Mais l’allégation médicale ne suffit pas. Encore faut-il pouvoir la démontrer. Pour preuve : les produits conseillés contre les troubles lipido-cardiovasculaire, qui ne bénéficient pas forcément de la côte des Oméga 3, et enregistre une chute de -0,1 % de leur volume, compensée cependant par une progression du chiffre d’affaires (+4,2 %). Car à l’heure où les déremboursements de médicaments sont légions, le report n’est pas systématique. Les produits contre les effets de la ménopause accusent ainsi une chute de leurs volumes de -18,4 % (-18 % en valeur), tout comme les reminéralisants osseux dont le nombre de boîtes vendues en pharmacie diminue de -15,8 % (-14,2 % en valeur).

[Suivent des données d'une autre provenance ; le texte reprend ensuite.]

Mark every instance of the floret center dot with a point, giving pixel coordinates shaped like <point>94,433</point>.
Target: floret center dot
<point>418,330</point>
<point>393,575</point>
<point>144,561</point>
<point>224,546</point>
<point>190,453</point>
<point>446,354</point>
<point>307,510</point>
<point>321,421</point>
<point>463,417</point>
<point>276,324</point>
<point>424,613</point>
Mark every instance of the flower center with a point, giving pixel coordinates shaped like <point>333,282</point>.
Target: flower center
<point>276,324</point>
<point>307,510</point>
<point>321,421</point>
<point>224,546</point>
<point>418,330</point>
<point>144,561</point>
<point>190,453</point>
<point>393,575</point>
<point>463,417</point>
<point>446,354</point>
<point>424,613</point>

La cosmétique orale marque le pas.
C’est également cette absence de preuve d’une éventuelle efficacité qui a valu à la cosmétique orale et aux segments, jusqu’alors porteurs, de s’effondrer. Les ventes de produits pour la minceur ont ainsi reculé de -19 % (-16,4 % en valeur). Une chute importante qui rééquilibre les cartes, mais n’empêche pas ce segment vedette de conserver son leadership avec 22,21 % du marché (22,45 en volume). De la même manière, les ventes de compléments alimentaires pour la peau ont fondu de -17,6 % entraînant une érosion de leur chiffre d’affaires de -18 %. « Ce segment pourrait cependant connaître un regain d’intérêt avec l’apparition d’éléments scientifiques probants » juge Frédéric Levy directeur général du laboratoire Biocyte.
C’est en tout cas le pari de cette jeune société, basée à Juan-les-Pins et qui a décidé d’asseoir son développement à la fois sur les produits pour la peau et sur les compléments alimentaires pour les cheveux et les phanères. Dans cette optique Biocyte a conduit des études scientifiques visant à démontrer l’efficacité des composants de ses compléments alimentaires. Une démarche qui va dans l’air du temps et se rapproche fortement de celle des laboratoires pharmaceutiques. Ce n’est d’ailleurs pas un hasard si huit des dix acteurs de ce marché sont des laboratoires pharmaceutiques (lire encadré). Et il y a fort à parier que les nouveaux venus, à l’instar de Ranbaxy qui lance sa gamme de compléments alimentaires probiotiques, soient de plus en plus souvent des laboratoires pharmaceutiques capables de démontrer ce qu’ils allèguent.